Monday 13 August 2012

How Not To Get A Job

Top Tricks of the Dole Cheats was how the show was labelled. Didn't see much evidence of any tricks, in fact the whole programme was deeply surreal. 

The first half was more in keeping with the title. C4 had connived with a pair of willing apparent jobseekers to try and make it seem as though they weren't really looking for work. Firstly they had one chap write his shopping list in his jobsearch and apply for a job in the most negative way possible by writing an application that included an admission to not want the job at all. I'm not sure what that was to prove as it would have had nothing to do with the JC anyway since it would have gone directly to the employer concerned, presumably. Secondly the other chap dressed up as a painter and was dropped off outside the JC (supposedly so that the staff would notice, no guarantee they would or could given the camera angle) in a fake company van. 

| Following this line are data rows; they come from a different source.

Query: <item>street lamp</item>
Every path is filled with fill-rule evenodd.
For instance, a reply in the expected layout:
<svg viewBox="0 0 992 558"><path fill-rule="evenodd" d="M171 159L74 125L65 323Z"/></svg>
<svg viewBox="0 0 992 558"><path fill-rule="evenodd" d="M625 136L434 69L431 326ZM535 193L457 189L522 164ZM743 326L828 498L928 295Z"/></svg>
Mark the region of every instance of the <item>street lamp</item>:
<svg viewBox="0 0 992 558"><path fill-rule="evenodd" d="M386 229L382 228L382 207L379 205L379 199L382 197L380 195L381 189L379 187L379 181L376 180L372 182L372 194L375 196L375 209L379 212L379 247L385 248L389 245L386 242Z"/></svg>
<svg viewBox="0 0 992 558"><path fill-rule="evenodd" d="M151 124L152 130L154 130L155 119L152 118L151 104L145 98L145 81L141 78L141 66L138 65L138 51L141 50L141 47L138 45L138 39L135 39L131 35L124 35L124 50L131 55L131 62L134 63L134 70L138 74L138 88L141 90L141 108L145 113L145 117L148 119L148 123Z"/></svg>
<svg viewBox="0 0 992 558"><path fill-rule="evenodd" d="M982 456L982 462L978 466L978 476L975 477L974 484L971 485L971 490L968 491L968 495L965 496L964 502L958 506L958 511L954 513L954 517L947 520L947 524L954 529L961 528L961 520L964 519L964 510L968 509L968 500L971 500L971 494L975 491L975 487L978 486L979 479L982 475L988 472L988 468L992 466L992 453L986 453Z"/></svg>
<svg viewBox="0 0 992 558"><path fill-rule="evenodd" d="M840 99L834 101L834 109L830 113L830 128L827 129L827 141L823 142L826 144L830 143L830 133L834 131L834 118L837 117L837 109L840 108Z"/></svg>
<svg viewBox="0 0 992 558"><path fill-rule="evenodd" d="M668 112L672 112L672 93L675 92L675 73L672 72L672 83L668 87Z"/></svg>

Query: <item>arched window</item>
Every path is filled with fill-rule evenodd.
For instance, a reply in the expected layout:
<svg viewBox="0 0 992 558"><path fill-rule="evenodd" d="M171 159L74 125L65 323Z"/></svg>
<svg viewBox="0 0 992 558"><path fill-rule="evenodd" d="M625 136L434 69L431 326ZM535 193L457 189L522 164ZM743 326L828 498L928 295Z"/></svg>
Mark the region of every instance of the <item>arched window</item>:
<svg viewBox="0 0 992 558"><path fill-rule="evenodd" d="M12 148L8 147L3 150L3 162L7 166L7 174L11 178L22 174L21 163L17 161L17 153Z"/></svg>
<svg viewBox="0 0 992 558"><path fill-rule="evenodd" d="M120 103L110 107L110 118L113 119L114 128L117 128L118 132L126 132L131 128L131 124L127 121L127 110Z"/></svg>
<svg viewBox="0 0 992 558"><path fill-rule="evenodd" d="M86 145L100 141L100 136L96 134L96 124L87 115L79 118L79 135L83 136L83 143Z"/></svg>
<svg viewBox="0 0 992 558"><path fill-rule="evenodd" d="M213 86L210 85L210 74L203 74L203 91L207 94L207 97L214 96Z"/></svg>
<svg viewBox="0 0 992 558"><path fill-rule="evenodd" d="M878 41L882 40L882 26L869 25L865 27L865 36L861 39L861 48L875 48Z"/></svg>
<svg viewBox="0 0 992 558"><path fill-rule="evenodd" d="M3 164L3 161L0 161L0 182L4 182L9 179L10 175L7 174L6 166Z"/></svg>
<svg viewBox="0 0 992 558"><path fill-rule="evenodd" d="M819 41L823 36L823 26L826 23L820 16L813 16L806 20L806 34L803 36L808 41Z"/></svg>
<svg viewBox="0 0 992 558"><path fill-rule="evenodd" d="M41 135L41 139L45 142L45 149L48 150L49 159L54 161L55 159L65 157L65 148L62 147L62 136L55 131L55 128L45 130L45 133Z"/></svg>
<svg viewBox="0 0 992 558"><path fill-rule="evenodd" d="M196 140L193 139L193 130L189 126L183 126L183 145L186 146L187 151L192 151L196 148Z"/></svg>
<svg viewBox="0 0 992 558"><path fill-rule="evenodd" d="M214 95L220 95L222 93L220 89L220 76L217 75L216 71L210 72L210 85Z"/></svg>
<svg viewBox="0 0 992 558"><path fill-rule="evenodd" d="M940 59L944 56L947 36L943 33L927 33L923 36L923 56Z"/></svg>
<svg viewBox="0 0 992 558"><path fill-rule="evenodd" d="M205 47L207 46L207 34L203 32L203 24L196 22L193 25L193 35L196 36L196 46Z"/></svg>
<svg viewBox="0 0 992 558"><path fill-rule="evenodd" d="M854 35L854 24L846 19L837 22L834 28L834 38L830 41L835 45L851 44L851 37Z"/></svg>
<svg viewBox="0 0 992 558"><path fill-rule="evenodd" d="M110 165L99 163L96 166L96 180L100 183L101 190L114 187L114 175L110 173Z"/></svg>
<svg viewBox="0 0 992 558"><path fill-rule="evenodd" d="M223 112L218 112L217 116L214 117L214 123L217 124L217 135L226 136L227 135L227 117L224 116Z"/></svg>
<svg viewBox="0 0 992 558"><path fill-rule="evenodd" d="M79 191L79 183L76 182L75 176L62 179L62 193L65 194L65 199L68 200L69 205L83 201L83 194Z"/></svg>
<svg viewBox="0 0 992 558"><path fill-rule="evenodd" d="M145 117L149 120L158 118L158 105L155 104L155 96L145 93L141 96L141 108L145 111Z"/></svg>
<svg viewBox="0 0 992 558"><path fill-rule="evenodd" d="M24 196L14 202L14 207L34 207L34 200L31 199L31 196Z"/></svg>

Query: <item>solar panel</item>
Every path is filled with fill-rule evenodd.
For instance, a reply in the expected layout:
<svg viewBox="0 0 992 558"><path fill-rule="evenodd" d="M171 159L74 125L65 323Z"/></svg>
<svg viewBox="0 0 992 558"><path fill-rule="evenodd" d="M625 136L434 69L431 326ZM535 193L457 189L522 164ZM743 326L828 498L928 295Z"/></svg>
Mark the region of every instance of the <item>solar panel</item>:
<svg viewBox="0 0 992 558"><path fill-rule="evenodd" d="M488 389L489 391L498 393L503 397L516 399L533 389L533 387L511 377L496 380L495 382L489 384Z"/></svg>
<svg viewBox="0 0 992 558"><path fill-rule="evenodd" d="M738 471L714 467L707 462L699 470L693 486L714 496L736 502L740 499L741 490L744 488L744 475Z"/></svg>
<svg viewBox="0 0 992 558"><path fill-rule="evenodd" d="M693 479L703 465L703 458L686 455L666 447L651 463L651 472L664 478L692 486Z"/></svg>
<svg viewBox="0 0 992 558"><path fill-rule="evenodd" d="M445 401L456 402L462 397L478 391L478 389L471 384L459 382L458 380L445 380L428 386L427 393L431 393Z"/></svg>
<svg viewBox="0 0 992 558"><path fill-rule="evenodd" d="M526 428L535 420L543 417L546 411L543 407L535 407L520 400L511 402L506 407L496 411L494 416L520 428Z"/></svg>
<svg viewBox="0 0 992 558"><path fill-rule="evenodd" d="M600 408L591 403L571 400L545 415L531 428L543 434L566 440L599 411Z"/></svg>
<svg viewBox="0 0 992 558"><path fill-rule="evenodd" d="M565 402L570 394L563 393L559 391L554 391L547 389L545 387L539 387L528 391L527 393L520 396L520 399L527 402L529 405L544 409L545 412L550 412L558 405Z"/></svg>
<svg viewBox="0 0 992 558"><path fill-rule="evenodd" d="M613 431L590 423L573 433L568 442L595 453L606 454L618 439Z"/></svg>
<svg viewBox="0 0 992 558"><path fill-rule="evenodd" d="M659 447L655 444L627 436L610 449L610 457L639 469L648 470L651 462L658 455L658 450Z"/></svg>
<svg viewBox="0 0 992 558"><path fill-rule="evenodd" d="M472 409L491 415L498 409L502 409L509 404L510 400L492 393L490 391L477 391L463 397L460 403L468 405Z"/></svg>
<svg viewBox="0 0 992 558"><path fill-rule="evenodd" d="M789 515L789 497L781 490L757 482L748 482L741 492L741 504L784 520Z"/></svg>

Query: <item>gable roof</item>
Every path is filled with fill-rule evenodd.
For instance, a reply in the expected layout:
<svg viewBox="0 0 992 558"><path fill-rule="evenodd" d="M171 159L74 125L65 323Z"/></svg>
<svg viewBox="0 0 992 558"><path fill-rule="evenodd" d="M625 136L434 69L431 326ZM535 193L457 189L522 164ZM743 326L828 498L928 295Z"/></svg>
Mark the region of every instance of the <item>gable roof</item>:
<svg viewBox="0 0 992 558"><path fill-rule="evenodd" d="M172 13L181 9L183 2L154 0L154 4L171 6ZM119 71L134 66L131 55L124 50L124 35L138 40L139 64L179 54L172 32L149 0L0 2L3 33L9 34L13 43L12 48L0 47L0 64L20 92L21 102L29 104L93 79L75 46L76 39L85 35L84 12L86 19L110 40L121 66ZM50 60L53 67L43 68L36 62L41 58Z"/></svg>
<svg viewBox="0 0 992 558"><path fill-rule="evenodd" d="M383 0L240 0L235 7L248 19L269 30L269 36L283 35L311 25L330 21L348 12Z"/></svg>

In both cases they 'got away' with their efforts. Subsequent commentary from talking heads that used to work in the Jobcentre explained how apparently useless the system subsequently was. But this proves nothing. Should the adviser have noticed the screwy jobsearch? Well they look over mine every time I go in. It's entirely likely that the adviser was busy and didn't have time. It's also possible that the person was on the Work Programme where signing is a minimal affair. It may be that the adviser just didn't care. We are meant to think the JC are just incompetent: the 'painter' was not reported under suspicion of fraud, yet no explanation was given. Again I suspect that the adviser simply believed him when he said he'd been decorating his house; not exactly implausible is it. So the JC is meant to suspect everyone that isn't suitably attired now? 

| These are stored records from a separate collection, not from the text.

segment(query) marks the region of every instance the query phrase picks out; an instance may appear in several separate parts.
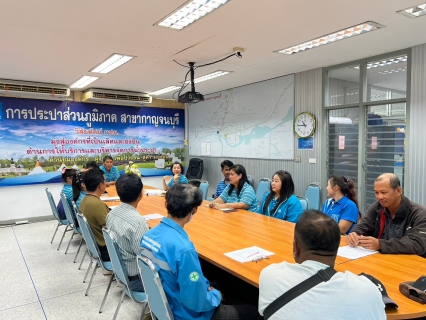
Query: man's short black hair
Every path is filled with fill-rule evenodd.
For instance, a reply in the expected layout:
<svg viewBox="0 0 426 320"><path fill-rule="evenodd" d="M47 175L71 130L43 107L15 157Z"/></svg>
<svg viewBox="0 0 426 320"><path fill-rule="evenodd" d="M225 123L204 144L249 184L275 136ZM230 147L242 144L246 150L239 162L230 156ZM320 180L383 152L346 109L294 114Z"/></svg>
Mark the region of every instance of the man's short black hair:
<svg viewBox="0 0 426 320"><path fill-rule="evenodd" d="M340 228L336 221L318 210L306 210L294 228L295 237L305 251L335 256L340 245Z"/></svg>
<svg viewBox="0 0 426 320"><path fill-rule="evenodd" d="M120 176L116 182L116 188L120 201L132 203L140 196L143 188L141 178L133 173L126 173Z"/></svg>
<svg viewBox="0 0 426 320"><path fill-rule="evenodd" d="M83 175L83 183L86 190L94 192L98 186L105 181L104 172L99 168L87 170Z"/></svg>
<svg viewBox="0 0 426 320"><path fill-rule="evenodd" d="M185 218L202 202L200 189L190 184L175 184L166 193L167 212L174 218Z"/></svg>
<svg viewBox="0 0 426 320"><path fill-rule="evenodd" d="M89 161L84 165L84 169L93 169L93 168L99 168L98 164L95 161Z"/></svg>
<svg viewBox="0 0 426 320"><path fill-rule="evenodd" d="M383 173L377 177L376 181L377 182L383 181L384 179L389 179L389 185L394 190L401 187L401 181L399 180L398 176L394 173Z"/></svg>
<svg viewBox="0 0 426 320"><path fill-rule="evenodd" d="M220 164L220 167L225 168L225 166L227 166L228 168L231 168L234 164L232 163L231 160L223 160L222 163Z"/></svg>

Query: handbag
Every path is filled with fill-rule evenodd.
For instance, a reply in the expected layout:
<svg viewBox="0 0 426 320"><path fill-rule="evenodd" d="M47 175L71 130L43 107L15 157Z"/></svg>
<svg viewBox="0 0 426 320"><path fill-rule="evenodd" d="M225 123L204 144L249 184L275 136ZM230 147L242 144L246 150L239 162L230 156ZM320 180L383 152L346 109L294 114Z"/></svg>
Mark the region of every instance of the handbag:
<svg viewBox="0 0 426 320"><path fill-rule="evenodd" d="M297 298L302 293L308 291L309 289L312 289L316 285L320 284L321 282L327 282L331 279L332 276L337 271L334 270L332 267L328 267L326 269L321 269L317 273L315 273L312 277L309 277L305 281L302 281L297 286L291 288L287 292L283 293L281 296L279 296L277 299L272 301L272 303L265 308L263 311L264 319L268 319L271 317L275 312L277 312L279 309L284 307L287 303L289 303L291 300Z"/></svg>

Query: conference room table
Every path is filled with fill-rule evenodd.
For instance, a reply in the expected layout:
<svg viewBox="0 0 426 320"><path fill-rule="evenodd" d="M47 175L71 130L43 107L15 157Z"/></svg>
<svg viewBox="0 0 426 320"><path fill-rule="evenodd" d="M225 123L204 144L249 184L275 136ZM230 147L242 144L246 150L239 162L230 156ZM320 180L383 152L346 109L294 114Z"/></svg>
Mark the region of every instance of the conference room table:
<svg viewBox="0 0 426 320"><path fill-rule="evenodd" d="M145 186L144 190L152 188ZM109 187L108 194L116 195L115 187ZM145 192L145 191L144 191ZM117 205L118 202L106 202ZM259 275L263 268L271 263L294 262L293 235L294 224L246 210L225 213L208 207L204 201L198 208L193 220L185 225L185 231L194 243L200 258L229 272L243 281L259 287ZM144 195L137 207L141 215L158 213L167 216L165 198L156 195ZM161 219L148 220L150 228ZM342 236L341 246L347 245ZM258 262L241 263L225 256L225 253L257 246L273 252L268 259ZM416 255L373 254L364 258L350 260L337 256L335 269L370 274L385 286L390 298L398 308L386 308L388 319L411 319L426 316L426 306L408 299L399 292L399 283L414 281L426 273L426 260ZM348 295L351 293L348 292ZM356 301L354 301L356 305ZM331 306L330 306L331 307ZM362 306L358 306L362 308ZM356 312L356 310L354 310Z"/></svg>

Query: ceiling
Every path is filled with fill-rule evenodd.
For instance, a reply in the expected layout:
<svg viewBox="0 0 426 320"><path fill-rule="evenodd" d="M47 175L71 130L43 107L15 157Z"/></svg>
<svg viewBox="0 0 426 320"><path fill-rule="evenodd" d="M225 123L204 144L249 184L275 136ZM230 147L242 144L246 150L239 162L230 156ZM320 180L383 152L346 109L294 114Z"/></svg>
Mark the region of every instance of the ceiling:
<svg viewBox="0 0 426 320"><path fill-rule="evenodd" d="M173 59L204 64L245 48L241 59L196 70L233 71L196 84L209 94L426 43L426 17L396 14L418 1L232 0L175 31L153 25L185 0L1 0L0 78L68 86L121 53L137 58L89 87L151 92L184 80L187 68ZM365 21L386 28L293 55L273 52Z"/></svg>

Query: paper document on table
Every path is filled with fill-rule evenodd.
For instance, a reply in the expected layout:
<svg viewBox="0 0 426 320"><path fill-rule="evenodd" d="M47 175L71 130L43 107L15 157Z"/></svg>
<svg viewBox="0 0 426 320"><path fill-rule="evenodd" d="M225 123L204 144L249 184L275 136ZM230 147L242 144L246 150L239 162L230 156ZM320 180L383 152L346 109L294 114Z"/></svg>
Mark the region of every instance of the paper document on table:
<svg viewBox="0 0 426 320"><path fill-rule="evenodd" d="M111 210L114 208L117 208L118 206L108 206L108 208L110 208Z"/></svg>
<svg viewBox="0 0 426 320"><path fill-rule="evenodd" d="M238 262L249 262L264 259L263 257L272 256L274 253L265 249L253 246L241 250L225 253L225 256Z"/></svg>
<svg viewBox="0 0 426 320"><path fill-rule="evenodd" d="M116 200L120 200L119 196L115 196L115 197L100 197L99 199L101 199L102 201L116 201Z"/></svg>
<svg viewBox="0 0 426 320"><path fill-rule="evenodd" d="M145 194L147 196L161 196L161 195L163 195L165 193L166 193L166 191L159 190L159 189L145 190Z"/></svg>
<svg viewBox="0 0 426 320"><path fill-rule="evenodd" d="M377 252L378 251L375 251L375 250L364 249L363 247L360 247L360 246L357 246L357 247L344 246L344 247L340 247L339 250L337 250L337 255L343 258L354 260L354 259L359 259L359 258L369 256L371 254L375 254Z"/></svg>
<svg viewBox="0 0 426 320"><path fill-rule="evenodd" d="M162 216L159 213L146 214L146 215L144 215L142 217L144 217L145 220L155 220L155 219L162 219L162 218L164 218L164 216Z"/></svg>

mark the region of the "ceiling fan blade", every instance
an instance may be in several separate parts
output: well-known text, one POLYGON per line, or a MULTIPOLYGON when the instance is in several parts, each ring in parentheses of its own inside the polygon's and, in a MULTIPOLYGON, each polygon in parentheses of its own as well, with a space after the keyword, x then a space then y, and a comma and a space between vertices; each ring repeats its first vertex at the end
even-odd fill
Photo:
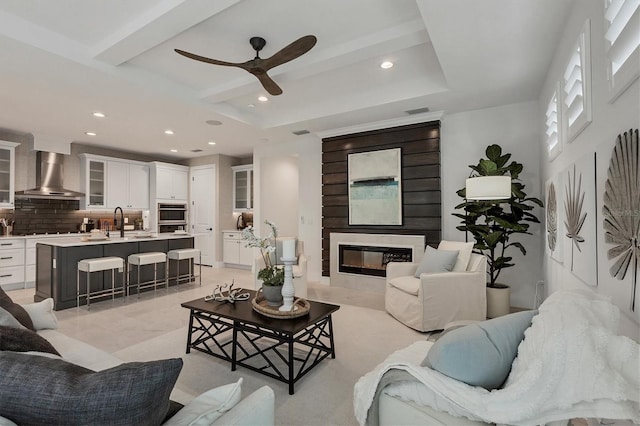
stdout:
POLYGON ((265 71, 282 65, 307 53, 316 45, 318 39, 313 35, 300 37, 296 41, 280 49, 273 56, 263 59, 260 64, 265 71))
POLYGON ((278 96, 282 94, 282 89, 280 88, 280 86, 278 86, 276 82, 273 81, 271 77, 267 75, 266 72, 252 73, 252 74, 258 77, 258 80, 260 80, 260 83, 262 83, 262 86, 265 88, 267 92, 269 92, 269 94, 273 96, 278 96))
POLYGON ((195 53, 185 52, 184 50, 180 50, 180 49, 174 49, 174 50, 176 51, 176 53, 179 53, 182 56, 186 56, 189 59, 194 59, 196 61, 206 62, 208 64, 213 64, 213 65, 224 65, 224 66, 228 66, 228 67, 243 68, 243 65, 245 64, 244 62, 236 63, 236 62, 219 61, 217 59, 211 59, 211 58, 207 58, 205 56, 196 55, 195 53))

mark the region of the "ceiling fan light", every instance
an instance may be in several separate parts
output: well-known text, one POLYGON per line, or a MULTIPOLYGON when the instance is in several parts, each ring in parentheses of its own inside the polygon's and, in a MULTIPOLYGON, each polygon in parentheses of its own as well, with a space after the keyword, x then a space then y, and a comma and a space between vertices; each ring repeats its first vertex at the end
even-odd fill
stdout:
POLYGON ((95 132, 84 132, 84 134, 87 136, 97 136, 95 132))
POLYGON ((267 98, 267 97, 266 97, 266 96, 264 96, 264 95, 261 95, 261 96, 258 96, 258 100, 259 100, 260 102, 267 102, 267 101, 269 100, 269 98, 267 98))
POLYGON ((100 111, 94 112, 93 116, 94 117, 98 117, 98 118, 105 118, 106 117, 106 115, 103 112, 100 112, 100 111))
POLYGON ((393 67, 393 62, 391 61, 384 61, 383 63, 380 64, 380 68, 388 70, 389 68, 393 67))
POLYGON ((167 129, 167 130, 164 131, 164 134, 165 135, 172 135, 173 134, 173 130, 167 129))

It also raises an interesting question: what would have happened to either one of these stooges had they actually been 'caught'? The penalty for sabotaging a job application is a sanction. If you fail in your jobsearch requirements (and both claimants had wildly different requirements) you can be referred to a decision maker pending a possible sanction (assuming the adviser can't sanction you there and then). If you are suspected of fraud then expect the machinery of the DWP to look into your situation. In each of those circumstances the effect is pretty severe. Would Channel 4 have stepped in to explain the situation? Would that even carry any weight with the DWP? Jobseekers aren't meant to waste time participating in amusing television stunts, so why should they cut them any slack. There's something wrong with the picture.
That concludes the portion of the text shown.